Claudio Cherubino's blog Life of a Googler

27Sep/070

World of Warcraft contro le pandemie

Vi ricorderete tutti della febbre aviaria e di quando i telegiornali descrivevano scenari apocalittici in cui si preannunciava la cosiddetta pandemia, cioè un'epidemia su scala globale alla quale praticamente nessuno sarebbe scampato.
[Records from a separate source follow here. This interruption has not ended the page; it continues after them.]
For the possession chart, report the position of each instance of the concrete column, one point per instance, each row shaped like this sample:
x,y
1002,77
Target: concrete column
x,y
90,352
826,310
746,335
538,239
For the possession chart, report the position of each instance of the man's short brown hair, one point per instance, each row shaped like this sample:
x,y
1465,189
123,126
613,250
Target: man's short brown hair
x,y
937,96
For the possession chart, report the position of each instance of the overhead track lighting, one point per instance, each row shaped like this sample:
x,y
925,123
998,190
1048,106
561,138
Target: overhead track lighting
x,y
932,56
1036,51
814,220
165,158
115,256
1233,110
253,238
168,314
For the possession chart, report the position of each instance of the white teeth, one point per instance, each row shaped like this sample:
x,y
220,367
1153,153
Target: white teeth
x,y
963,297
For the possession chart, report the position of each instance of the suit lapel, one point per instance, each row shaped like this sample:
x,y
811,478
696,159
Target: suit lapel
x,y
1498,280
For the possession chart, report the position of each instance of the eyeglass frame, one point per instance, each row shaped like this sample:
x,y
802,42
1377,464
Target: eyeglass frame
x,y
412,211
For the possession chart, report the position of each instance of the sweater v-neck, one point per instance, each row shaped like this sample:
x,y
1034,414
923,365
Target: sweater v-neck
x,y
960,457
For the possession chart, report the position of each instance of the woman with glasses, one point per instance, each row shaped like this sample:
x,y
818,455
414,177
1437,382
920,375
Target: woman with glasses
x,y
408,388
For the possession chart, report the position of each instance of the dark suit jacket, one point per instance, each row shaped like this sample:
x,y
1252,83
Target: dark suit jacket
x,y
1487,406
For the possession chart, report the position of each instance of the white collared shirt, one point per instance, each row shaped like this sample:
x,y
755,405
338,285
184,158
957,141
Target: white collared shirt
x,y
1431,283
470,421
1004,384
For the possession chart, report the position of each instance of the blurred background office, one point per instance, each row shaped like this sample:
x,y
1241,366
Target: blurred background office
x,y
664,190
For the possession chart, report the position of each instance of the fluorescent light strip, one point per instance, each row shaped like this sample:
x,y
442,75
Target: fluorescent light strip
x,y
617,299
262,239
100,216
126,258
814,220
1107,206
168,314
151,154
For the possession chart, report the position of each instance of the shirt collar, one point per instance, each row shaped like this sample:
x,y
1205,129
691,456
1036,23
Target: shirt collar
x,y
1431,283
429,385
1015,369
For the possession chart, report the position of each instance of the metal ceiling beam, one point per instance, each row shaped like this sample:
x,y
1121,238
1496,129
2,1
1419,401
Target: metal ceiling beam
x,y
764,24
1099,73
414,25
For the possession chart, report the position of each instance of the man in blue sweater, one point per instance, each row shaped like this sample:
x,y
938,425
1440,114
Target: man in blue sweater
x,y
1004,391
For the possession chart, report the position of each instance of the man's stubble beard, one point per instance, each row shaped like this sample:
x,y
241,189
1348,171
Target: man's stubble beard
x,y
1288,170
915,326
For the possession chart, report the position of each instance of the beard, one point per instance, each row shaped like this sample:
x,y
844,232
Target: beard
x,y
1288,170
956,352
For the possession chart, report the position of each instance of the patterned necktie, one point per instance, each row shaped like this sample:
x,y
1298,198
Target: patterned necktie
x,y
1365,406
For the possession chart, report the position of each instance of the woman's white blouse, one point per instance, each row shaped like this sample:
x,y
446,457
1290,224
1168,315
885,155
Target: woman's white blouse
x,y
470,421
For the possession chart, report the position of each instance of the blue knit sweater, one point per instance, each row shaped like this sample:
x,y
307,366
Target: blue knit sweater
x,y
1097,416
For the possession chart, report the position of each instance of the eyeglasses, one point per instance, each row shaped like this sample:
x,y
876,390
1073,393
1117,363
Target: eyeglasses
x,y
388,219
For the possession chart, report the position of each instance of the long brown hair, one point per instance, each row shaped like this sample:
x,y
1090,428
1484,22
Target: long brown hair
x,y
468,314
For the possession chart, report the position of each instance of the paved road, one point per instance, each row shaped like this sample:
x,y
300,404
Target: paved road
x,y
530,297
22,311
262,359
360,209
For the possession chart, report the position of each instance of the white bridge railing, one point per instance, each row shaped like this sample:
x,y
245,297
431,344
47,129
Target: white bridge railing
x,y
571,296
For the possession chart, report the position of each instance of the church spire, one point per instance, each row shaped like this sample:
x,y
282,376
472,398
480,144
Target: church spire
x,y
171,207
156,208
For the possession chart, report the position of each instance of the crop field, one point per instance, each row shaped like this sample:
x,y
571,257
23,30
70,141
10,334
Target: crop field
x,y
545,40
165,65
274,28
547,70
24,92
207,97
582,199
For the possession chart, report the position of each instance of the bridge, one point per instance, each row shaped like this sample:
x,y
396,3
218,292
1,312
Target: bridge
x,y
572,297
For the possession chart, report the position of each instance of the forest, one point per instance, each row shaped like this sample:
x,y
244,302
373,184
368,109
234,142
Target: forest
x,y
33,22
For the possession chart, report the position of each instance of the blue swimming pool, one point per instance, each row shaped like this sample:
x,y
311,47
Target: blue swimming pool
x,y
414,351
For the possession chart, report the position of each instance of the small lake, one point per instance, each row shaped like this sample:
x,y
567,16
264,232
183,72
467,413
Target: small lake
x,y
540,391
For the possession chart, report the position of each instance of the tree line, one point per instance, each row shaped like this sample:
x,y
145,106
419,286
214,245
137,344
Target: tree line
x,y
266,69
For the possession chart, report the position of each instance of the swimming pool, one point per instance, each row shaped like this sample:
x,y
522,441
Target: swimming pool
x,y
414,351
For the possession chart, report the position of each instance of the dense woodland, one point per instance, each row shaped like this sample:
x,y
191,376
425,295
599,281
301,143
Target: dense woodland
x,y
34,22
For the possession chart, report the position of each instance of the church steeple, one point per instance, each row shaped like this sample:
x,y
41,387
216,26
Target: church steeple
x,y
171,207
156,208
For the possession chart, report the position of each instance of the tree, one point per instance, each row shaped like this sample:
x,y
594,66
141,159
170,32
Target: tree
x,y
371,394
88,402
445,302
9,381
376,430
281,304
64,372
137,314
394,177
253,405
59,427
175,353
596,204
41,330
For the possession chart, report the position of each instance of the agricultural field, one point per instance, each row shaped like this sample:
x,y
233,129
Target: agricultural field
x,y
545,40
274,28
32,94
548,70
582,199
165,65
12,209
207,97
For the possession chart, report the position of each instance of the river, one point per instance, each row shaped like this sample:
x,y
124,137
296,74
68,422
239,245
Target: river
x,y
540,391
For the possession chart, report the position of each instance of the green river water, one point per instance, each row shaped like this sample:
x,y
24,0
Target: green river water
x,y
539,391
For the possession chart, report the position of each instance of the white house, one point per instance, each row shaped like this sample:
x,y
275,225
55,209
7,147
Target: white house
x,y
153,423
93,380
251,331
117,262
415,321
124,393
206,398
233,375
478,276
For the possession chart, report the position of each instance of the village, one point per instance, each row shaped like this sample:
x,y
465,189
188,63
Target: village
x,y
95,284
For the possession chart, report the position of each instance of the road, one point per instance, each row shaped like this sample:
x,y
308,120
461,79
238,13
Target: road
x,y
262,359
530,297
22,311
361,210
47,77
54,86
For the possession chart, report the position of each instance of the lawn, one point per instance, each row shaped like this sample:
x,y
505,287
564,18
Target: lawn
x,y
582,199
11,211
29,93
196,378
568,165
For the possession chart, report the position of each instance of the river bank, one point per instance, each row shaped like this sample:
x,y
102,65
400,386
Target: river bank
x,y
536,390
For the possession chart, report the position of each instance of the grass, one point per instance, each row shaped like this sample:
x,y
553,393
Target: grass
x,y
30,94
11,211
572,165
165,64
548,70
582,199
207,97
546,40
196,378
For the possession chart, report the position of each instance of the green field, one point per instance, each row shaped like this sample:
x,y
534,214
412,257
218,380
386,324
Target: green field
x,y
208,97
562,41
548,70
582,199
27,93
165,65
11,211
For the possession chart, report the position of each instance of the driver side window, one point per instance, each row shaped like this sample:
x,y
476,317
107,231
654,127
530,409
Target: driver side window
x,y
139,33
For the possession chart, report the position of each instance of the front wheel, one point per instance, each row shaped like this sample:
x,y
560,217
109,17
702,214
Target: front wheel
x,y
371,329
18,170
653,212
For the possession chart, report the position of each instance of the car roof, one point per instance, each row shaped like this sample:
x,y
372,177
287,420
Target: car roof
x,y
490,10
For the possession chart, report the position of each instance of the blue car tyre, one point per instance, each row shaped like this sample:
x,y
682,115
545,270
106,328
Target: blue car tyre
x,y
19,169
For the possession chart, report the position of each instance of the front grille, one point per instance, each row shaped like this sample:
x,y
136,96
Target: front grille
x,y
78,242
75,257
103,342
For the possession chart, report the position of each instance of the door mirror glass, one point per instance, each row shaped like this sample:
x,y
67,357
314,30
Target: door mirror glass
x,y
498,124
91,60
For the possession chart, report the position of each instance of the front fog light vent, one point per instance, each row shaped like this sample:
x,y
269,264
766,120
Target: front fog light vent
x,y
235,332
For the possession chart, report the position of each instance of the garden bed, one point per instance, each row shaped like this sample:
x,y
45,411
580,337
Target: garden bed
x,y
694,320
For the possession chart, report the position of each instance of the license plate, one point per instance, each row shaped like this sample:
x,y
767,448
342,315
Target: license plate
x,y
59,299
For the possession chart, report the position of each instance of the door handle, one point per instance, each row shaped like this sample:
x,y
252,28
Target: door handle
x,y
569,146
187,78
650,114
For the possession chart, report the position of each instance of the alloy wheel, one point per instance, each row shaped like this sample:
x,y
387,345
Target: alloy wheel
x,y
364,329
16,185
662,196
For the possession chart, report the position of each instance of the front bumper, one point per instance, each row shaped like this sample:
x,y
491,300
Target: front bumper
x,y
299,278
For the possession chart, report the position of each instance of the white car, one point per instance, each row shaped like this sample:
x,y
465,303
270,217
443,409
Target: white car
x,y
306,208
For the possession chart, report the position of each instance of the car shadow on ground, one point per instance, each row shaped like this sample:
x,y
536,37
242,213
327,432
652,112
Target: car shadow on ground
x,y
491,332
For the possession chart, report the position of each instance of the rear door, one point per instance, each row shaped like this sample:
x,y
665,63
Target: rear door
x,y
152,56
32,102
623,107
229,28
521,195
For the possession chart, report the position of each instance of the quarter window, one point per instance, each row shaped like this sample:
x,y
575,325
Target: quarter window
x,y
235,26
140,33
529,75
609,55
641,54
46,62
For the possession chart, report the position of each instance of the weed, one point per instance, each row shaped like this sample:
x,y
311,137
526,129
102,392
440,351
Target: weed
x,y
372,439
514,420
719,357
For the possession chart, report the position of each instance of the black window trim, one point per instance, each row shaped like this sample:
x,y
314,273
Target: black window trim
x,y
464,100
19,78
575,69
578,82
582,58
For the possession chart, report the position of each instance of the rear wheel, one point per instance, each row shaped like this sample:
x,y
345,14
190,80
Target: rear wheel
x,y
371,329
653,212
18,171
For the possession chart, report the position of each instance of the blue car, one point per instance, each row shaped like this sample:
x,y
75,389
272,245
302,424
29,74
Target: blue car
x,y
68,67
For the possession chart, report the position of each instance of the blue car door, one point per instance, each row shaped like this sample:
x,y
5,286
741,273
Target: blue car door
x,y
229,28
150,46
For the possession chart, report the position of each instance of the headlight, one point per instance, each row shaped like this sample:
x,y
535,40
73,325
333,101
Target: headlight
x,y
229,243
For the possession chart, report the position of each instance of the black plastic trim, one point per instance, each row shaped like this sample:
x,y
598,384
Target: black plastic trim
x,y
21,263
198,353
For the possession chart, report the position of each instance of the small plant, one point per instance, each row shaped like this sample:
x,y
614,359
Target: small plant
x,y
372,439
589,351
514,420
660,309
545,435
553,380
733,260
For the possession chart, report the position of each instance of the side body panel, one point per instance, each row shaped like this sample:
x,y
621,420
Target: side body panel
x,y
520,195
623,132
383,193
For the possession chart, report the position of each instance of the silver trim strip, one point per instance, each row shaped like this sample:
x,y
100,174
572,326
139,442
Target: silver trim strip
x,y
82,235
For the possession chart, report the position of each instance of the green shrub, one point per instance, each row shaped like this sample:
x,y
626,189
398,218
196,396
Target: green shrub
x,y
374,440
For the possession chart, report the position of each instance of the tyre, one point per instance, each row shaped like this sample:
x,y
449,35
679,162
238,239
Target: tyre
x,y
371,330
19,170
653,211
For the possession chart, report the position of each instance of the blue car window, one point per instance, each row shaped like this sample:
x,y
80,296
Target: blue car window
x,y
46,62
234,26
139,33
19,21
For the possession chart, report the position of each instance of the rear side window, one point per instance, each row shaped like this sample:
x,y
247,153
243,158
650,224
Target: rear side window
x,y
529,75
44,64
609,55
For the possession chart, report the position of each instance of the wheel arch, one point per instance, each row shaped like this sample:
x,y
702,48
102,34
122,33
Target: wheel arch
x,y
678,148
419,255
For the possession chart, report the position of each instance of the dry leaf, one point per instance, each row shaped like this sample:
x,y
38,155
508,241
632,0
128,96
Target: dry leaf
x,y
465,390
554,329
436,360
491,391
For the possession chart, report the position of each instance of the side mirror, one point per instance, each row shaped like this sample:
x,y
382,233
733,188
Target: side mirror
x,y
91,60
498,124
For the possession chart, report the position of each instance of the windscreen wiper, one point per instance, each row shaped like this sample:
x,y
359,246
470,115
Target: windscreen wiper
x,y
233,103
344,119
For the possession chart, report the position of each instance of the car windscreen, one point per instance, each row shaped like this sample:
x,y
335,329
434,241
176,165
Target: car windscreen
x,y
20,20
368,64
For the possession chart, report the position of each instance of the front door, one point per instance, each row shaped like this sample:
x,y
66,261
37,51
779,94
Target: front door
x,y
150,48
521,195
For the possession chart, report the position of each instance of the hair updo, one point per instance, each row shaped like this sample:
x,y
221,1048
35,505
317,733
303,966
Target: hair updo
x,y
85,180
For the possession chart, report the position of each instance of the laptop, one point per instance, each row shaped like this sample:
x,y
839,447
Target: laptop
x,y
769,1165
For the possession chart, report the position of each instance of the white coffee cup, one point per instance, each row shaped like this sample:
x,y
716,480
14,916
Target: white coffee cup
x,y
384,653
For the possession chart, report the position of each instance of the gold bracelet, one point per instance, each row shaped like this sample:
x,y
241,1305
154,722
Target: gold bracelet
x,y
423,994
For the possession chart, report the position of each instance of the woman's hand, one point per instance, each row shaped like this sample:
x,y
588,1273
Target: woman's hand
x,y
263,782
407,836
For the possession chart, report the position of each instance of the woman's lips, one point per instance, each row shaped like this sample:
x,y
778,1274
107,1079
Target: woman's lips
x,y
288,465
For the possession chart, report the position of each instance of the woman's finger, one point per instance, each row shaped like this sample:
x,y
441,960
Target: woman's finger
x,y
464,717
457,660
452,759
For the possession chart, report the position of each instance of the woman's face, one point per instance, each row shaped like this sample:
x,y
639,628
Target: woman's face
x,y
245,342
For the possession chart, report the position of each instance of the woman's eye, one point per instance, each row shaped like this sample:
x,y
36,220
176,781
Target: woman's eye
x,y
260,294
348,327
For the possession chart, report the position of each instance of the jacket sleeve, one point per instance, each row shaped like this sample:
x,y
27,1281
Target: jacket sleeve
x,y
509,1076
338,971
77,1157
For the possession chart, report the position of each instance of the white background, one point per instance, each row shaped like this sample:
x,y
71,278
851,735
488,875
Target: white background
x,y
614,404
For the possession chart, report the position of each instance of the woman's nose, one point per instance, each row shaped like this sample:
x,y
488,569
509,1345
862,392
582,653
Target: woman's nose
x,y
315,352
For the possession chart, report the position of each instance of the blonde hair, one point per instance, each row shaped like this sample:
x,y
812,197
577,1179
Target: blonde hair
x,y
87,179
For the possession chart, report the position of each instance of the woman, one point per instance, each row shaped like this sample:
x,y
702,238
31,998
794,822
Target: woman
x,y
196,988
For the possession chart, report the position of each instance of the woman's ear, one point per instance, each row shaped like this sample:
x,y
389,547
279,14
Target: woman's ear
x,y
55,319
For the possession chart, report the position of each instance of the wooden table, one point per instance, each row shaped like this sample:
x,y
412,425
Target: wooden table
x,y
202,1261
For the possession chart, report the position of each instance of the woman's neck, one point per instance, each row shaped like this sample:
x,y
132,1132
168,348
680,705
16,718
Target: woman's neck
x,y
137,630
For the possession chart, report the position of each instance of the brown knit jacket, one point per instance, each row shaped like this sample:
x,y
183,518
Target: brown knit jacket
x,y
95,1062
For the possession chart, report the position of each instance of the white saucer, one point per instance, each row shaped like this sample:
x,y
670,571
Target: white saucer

Alla fine, fortunatamente, non abbiamo avuto a che fare con niente di tutto questo, e ciò ci fa capire che i principi che regolano la diffusione di un virus nella popolazione mondiale non sono ancora perfettamente chiari.

Ma come fare a simulare un mondo virtuale più verosimile possibile?

Alcuni scienziati americani hanno pensato di sfruttare i videogiochi, ma non si sono rivolti a Second Life come potrebbe sembrare ovvio, bensì a World Of Warcraft, il gioco di ruolo più popolare degli ultimi anni.

Già  una volta, nel 2005, era stata introdotta nel gioco una malattia chiamata Corrupted Blood (Sangue Corrotto), che rendeva i personaggi infetti portatori del virus, il quale si poteva diffondere non solo tra gli uomini ma anche agli animali.

In quel caso i comportamenti dei giocatori furono molto vari, passando da chi rischiava il contagio per aiutare gli amici a chi cercava un rifugio, fino ad arrivare ad alcuni che si facevano contagiare volontariamente per diffondere la malattia!

Vi sembrerà  assurdo, ma si tratta di comportamenti che secondo i ricercatori si potrebbero verificare anche nel mondo reale, e alla fine, almeno nel gioco, la pandemia ha avuto la meglio, obbligando gli amministratori a riavviare i server e modificare il virus.

Speriamo che i prossimi esperimenti vadano meglio, e soprattutto che restino confinati al mondo virtuale!